When your CloudWatch alarms fire because an ETL job has failed, the real work begins. For the AWS Certified Data Engineer – Associate exam, knowing how to observe a pipeline is only half the battle. You must also act on what you observe. This lesson puts you in a troubleshooting mindset, where alerts become diagnostic starting points, and tuning decisions determine whether pipelines deliver repeatable business outcomes. The scope covers three pillars that the exam tests directly:

  • Diagnosing failures from Apache Spark logs.

  • Tuning AWS Glue and Amazon EMR compute resources.

  • Applying data layout best practices.

Throughout the lesson, a single running use case ties everything together. An AWS Glue ETL job ingesting order data begins failing with out-of-memory errors visible in Spark driver logs under the /aws-glue/jobs/logs-v2 CloudWatch log group. The logging infrastructure and metric filters you built in the previous lesson now serve as the diagnostic foundation for every tuning action that follows.

Diagnosing Spark out-of-memory errors

AWS Glue ETL jobs execute on Apache Spark, and the single most common performance failure you will encounter, both in production and on the exam, is java.lang.OutOfMemoryError. Understanding where and why this error occurs is the first step toward resolution.

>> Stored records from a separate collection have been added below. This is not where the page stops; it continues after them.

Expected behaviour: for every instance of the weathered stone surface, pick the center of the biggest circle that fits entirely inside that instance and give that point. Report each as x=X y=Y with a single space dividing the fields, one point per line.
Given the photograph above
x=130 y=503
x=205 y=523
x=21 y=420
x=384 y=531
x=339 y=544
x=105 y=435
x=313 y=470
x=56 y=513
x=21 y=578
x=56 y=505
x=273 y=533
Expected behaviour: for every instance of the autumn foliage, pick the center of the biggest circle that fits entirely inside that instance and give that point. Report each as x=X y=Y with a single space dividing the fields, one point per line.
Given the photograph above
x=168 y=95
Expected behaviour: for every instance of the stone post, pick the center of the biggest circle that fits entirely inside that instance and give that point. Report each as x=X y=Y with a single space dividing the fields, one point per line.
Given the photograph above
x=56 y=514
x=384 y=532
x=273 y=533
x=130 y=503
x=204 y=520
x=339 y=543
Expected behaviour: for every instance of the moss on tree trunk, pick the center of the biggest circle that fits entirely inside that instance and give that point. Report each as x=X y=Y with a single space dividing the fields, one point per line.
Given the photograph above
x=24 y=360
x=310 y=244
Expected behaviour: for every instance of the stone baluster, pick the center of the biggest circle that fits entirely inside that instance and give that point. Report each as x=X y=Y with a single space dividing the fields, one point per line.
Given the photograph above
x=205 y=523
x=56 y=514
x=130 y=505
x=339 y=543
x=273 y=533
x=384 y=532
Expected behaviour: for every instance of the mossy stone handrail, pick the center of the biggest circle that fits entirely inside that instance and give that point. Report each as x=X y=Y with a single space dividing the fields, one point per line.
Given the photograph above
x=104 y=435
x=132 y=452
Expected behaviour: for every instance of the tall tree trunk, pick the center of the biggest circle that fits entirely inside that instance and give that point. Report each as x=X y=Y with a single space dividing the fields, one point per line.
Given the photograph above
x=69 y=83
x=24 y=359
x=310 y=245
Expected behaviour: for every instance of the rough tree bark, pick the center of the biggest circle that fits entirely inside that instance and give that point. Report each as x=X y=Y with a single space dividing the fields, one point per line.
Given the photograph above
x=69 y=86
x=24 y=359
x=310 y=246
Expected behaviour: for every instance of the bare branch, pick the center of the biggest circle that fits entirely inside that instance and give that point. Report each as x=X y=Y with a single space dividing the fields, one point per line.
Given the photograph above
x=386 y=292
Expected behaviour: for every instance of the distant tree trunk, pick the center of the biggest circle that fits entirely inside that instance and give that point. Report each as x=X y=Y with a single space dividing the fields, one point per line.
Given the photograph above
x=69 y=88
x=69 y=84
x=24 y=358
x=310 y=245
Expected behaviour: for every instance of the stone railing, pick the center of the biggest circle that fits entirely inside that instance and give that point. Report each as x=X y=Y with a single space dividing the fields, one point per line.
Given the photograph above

Locating OOM errors in CloudWatch Logs

When a Glue job run fails, Spark writes detailed logs to the CloudWatch log group /aws-glue/jobs/logs-v2. To find the root cause, open CloudWatch Logs Insights and query for java.lang.OutOfMemoryError or the message Container killed by YARN for exceeding memory limits. These two signatures point to fundamentally different problems:

  • Driver OOM: Occurs when too much data is collected to the driver node, typically caused by calling collect() on a large DataFrame or broadcasting an oversized variable. The driver is a single node, so no amount of horizontal scaling fixes this.

  • Executor OOM: Occurs when an individual Spark task processes a partition that exceeds the executor’s available heap memory. This is commonly caused by data skew, where one partition holds a disproportionate share of records, or by an undersized worker type. ...

Attention: The exam frequently presents scenarios where candidates must distinguish between driver OOM and executor OOM. If the question mentions collect() or broadcast joins, the answer involves driver-side fixes. If it mentions skewed partitions or shuffle spills, the answer involves executor memory or repartitioning.